Deploying custom foundation models in IBM watsonx.ai

You can upload and deploy a custom foundation model for use with watsonx.ai™ inferencing capabilities.

In addition to working with foundation models that are curated by IBM, you can now upload and deploy your own foundation models. After the models are deployed and registered with watsonx.ai, create prompts that inference the custom models from the Prompt Lab.
Restriction: You cannot use GPUs that are based on the Intel Gaudi 3 AI Accelerator architecture for custom foundation model deployments.

Deploying a custom foundation model provides the flexibility for you to implement the AI solutions that are right for your use case. The deployment process differs slightly depending on the source of your custom foundation model.

It is best to get the model directly from the model builder. One place to find new models is Hugging Face, a repository for open source foundation models used by many model builders.

Watch this video to see how to set up storage for the custom model, load the model into the storage, and register the model to make it available for deployment.

This video provides a visual method to learn the concepts and tasks in this documentation.

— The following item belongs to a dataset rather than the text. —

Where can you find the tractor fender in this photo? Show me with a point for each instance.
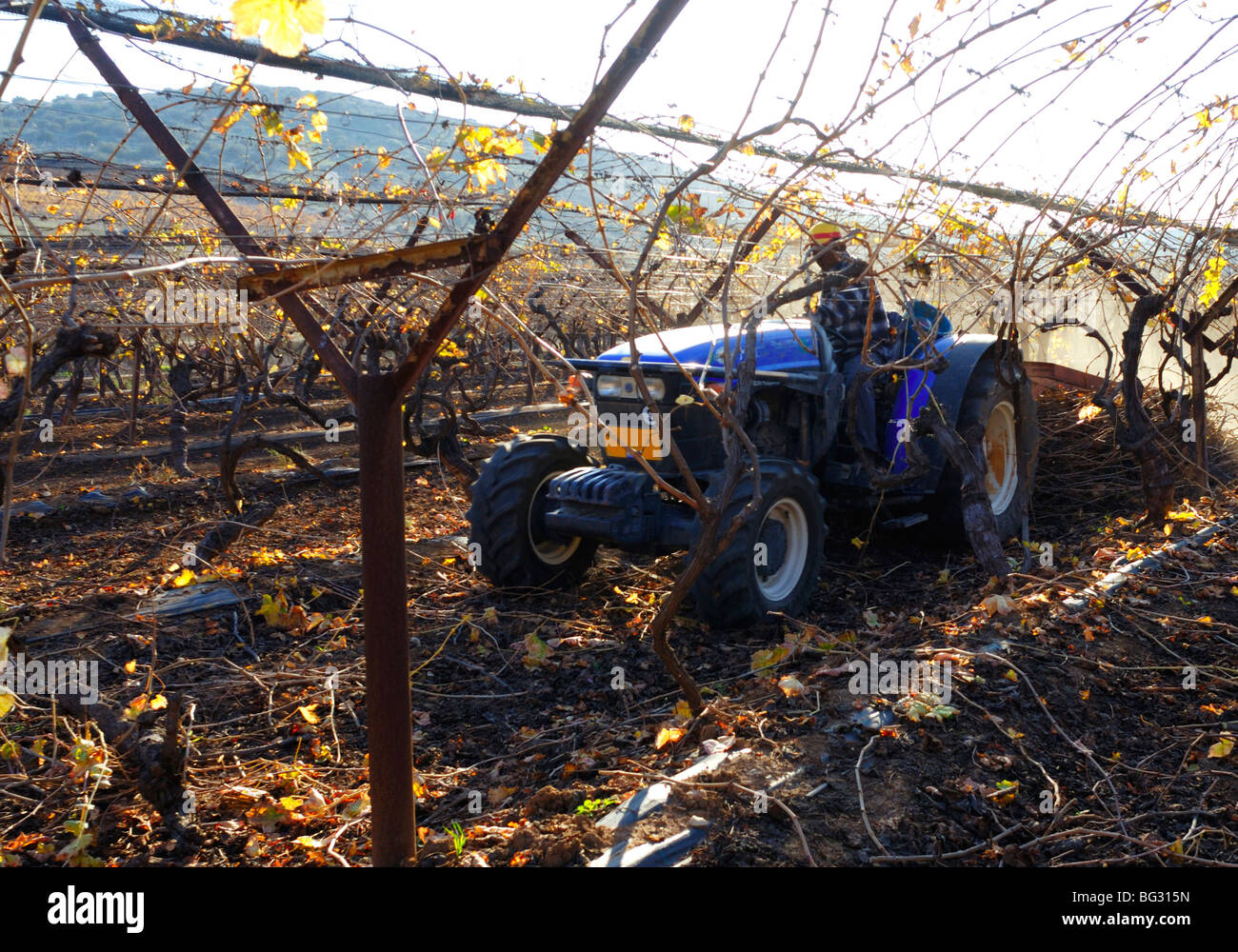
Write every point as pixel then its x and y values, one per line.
pixel 948 387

Deploying custom foundation models

You must prepare the custom foundation model and upload the model to PVC storage. After storing the model, you must register the model with watsonx.ai.

The following graphic shows the process followed by a system administrator:

diagram showing the process that a system admin should take to deploy a custom foundation model

When you complete the storage and registration process, the MLOps engineers can deploy the custom foundation mode and prompt engineers can use the deployed model for prompting. For more information, see Deploying custom foundation models in the IBM watsonx.ai and watsonx.governance™ documentation.

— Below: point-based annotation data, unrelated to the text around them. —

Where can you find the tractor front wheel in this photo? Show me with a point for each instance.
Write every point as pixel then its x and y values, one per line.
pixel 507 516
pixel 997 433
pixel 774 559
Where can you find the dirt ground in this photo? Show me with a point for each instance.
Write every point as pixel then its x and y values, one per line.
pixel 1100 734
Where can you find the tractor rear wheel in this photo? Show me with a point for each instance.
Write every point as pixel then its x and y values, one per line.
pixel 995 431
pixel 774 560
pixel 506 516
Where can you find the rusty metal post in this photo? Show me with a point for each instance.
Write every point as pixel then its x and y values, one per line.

Preparing the model and uploading to PVC storage

Note:

The TGIS and vLLM inferencing servers provide optimized inference runtimes for serving many popular foundation model architectures. However certain models are not yet supported by these inference servers. To enable usage of these custom foundation models, you must add or build a custom inference runtime image for your custom foundation model.

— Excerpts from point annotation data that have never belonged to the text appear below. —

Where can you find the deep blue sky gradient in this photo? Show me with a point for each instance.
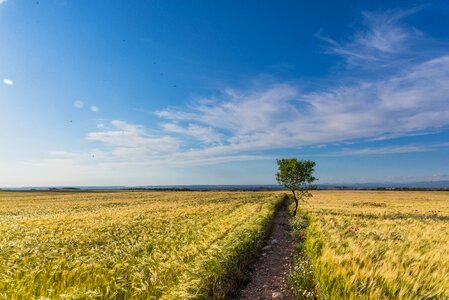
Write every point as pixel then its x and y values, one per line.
pixel 164 74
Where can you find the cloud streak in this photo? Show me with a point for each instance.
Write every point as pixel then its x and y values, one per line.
pixel 244 124
pixel 7 81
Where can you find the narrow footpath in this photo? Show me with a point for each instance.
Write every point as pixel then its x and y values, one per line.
pixel 268 273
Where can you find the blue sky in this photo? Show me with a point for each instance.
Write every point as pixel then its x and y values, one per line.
pixel 201 92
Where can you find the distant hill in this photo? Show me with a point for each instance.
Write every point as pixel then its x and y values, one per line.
pixel 443 184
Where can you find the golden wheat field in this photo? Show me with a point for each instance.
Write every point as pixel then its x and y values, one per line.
pixel 378 244
pixel 128 245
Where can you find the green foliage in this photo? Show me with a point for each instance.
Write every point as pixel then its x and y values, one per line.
pixel 296 175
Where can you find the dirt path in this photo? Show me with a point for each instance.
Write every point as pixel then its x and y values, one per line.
pixel 268 273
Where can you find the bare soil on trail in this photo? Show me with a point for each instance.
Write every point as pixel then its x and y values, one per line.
pixel 268 273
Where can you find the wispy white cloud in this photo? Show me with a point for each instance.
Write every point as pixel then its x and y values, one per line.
pixel 281 116
pixel 241 124
pixel 7 81
pixel 382 37
pixel 204 134
pixel 78 104
pixel 413 148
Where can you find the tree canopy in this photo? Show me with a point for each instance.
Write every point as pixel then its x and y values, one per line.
pixel 296 175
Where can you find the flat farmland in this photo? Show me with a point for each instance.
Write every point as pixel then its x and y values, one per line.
pixel 378 244
pixel 128 245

To prepare the model and upload it to PVC storage, the system administrator must perform the following tasks:
  1. Review the supported architecture frameworks, hardware specifications, and software specifications for custom foundation models. See Planning to deploy a custom foundation model.
  2. Add or build a custom inference runtime image for your custom foundation model (only models that are not yet supported by standard TGIS and vLLM inference servers). See Building a custom inference runtime image for your custom foundation model.
  3. Set up a storage repository for hosting the model and then upload the model to the storage repository. See Setting up storage and uploading the model.
  4. Register the custom foundation model to use with watsonx.ai

For a watsonx.ai lightweight engine installation, you follow different steps to add custom foundation models. For details, see Adding custom foundation models to watsonx.ai lightweight engine.